In other words, it’s unlikely that contributing your DNA will ever help convict you - unless you commit a very heinous, violent crime.
Many people are embracing genetic genealogy as a way to more effectively bring violent criminals to justice. GEDmatch was recently acquired by Verogen, a company specializing in criminal forensics consulting. If you feel like contributing to law enforcement efforts is a good thing - you’re not alone!
More than half of all Americans are actually very willing to contribute their genetic data to databanks that help investigators! At the same time, you can protect your DNA data by opting out of adding your data to police database searches. That being said, a judge can still order your data subpoenaed - an order even the largest DNA testing companies must comply with.
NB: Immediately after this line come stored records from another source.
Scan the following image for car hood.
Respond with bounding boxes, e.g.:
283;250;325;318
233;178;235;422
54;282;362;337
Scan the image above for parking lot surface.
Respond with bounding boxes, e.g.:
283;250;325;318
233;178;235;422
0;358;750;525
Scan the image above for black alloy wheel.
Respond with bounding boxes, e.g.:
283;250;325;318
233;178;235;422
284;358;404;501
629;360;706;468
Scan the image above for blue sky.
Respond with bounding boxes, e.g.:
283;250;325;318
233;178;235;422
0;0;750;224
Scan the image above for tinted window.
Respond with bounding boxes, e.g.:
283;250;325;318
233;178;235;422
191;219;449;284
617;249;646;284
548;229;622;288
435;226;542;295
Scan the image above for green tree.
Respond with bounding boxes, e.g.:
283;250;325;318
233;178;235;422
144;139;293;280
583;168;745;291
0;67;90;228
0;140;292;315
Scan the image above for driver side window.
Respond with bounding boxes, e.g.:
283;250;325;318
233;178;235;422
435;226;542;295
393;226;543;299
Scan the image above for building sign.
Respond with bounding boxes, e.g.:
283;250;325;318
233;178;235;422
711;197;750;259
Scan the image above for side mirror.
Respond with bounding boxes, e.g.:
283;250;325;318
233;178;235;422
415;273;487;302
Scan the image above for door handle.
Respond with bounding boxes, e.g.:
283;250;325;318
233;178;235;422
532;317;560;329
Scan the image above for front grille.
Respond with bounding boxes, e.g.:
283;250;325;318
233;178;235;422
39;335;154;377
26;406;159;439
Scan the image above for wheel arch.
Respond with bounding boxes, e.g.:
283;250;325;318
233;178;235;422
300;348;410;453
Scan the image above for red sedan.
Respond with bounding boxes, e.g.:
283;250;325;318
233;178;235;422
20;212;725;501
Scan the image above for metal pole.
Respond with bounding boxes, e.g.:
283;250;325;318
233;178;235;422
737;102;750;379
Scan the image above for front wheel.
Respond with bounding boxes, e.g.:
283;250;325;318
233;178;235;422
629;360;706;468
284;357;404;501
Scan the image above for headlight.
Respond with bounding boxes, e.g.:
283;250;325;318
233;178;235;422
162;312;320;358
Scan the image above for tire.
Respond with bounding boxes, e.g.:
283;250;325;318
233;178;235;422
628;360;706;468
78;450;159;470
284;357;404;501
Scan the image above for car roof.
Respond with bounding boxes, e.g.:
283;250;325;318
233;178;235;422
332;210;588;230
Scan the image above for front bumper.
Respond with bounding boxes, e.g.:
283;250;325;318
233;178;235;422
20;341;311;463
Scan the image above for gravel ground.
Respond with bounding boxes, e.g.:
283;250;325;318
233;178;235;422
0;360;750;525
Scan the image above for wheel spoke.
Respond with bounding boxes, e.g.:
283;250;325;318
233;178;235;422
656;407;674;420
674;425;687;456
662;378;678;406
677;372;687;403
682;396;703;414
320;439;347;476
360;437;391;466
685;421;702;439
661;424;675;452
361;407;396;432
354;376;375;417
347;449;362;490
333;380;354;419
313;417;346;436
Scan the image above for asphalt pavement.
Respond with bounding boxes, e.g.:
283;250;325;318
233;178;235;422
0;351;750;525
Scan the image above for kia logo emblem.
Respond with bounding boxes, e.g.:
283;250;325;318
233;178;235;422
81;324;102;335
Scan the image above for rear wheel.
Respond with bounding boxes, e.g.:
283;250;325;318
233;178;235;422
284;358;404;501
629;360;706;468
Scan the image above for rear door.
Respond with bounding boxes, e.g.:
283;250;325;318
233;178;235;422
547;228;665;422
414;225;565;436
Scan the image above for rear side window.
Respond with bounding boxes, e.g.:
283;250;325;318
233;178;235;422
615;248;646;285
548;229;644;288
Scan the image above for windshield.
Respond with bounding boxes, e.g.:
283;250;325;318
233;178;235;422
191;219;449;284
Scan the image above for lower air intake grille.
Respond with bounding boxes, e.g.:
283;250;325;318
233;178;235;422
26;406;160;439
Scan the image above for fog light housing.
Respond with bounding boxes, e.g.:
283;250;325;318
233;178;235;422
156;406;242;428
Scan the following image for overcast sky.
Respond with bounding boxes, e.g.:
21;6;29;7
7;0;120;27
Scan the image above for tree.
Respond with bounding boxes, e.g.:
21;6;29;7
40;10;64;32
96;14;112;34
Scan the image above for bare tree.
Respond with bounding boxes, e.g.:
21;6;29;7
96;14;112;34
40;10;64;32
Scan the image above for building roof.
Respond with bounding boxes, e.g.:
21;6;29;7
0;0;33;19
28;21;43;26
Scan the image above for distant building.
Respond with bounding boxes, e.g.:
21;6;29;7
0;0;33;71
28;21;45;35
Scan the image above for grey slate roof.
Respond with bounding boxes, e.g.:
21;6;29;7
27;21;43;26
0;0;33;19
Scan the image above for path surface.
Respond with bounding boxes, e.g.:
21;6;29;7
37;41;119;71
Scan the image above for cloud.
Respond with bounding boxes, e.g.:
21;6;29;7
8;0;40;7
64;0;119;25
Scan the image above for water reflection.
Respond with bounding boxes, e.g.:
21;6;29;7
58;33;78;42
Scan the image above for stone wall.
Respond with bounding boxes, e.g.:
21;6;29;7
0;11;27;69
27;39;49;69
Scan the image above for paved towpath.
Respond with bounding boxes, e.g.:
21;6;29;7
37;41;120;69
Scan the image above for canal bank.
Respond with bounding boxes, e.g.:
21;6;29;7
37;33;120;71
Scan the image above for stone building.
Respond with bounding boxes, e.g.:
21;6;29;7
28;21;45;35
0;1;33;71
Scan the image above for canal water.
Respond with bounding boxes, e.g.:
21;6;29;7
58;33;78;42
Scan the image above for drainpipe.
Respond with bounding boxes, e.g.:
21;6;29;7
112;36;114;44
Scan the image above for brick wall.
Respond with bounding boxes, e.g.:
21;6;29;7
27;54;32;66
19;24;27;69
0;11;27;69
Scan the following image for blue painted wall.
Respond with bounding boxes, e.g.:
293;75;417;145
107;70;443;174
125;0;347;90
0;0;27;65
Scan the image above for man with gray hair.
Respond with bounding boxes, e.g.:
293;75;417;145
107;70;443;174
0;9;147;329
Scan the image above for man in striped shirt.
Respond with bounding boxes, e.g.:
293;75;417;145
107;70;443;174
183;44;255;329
How Can I Contribute to Solving Crimes?
Crimes from places all over the world - Vancouver, New York, Indiana, Idaho Falls, Missouri, and many other places - have already been solved using contributions of DNA from the community.
There are two great websites you can contribute to if you want to help police officers use DNA data to solve cold cases.
By uploading your data to GEDmatch, you are contributing your data to one of the largest genetic databases openly available to law enforcement. GEDmatch was instrumental in solving many high-profile cold cases already, and will likely be at the forefront of many other cases being solved. Plus, GEDmatch has helped exonerate people who have been falsely accused when the real murderers are caught!
Unlike GEDmatch, DNASolves is a database built for the sole purpose of catching criminals. Users can contribute their data to DNASolves and instantly be added to a growing database of users that want DNA technology to make policing more efficient and trust-worthy. DNA evidence has been a growing field for decades - and genetic genealogy provides a new and amazing technology for identifying unknown DNA samples.